A number of technology companies are giving their engineers and programmers new M1 Max MacBook Pros with maxed-out specifications, likely because of the time-saving performance of the new models.
Credit: Apple
Uber, for example, is giving 16-inch MacBook Pro models with M1 Max chips and 64GB of RAM to all of its active iOS engineers. Twitter too is giving "fully loaded" MacBook Pros to its iOS and Android engineers.
Gergely Orosz of The Pragmatic Engineer also noted earlier in November that Shopify was making similar M1 Max-powered upgrades to its engineers' toolkits. Additionally, Orosz explained the thinking about why companies are moving toward maxed-out MacBook Pros.

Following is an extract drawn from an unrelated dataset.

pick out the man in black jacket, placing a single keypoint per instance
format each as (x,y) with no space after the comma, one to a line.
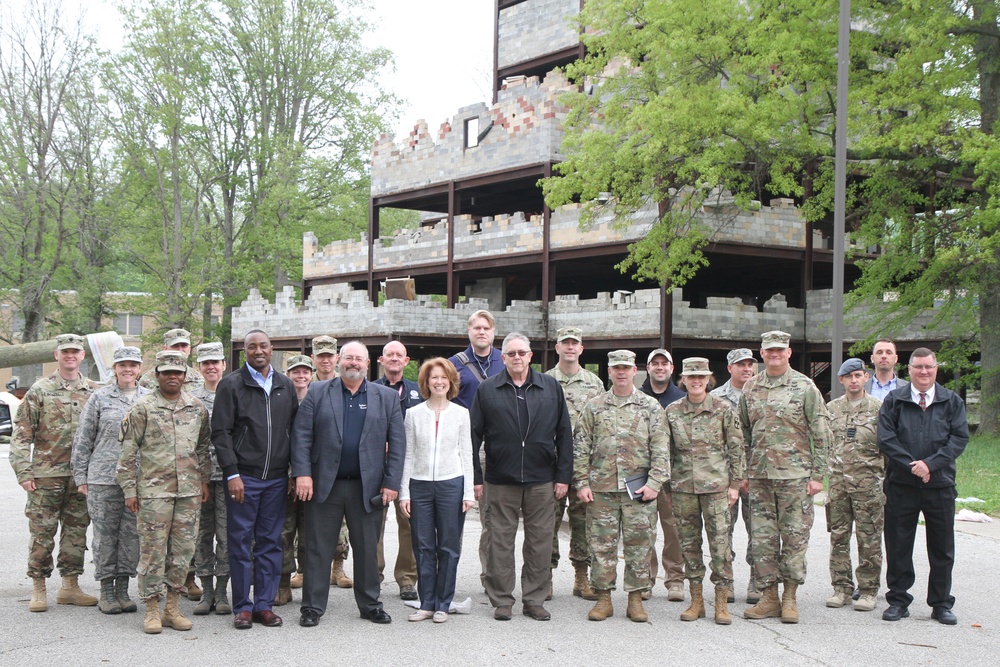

"Why and how are they doing it? The scoop: They obsess about developer productivity, and the M1 is such a big, measurable step-up that it's an instant buy. Not just for them, but any other company who cares about engineers similar to how they do," Orosz wrote.
Orosz went on to explain that when new hardware hits the market, teams benchmark build times and crunch the numbers to figure out if the investment would be worthwhile.
"How much time would a $4,000, top-of-the market machine like the M1 shave off from each build? How much total time over 2 years? How much 'value' does this time mean per engineer?" He wrote. "With the M1, the answer is a no-brainier."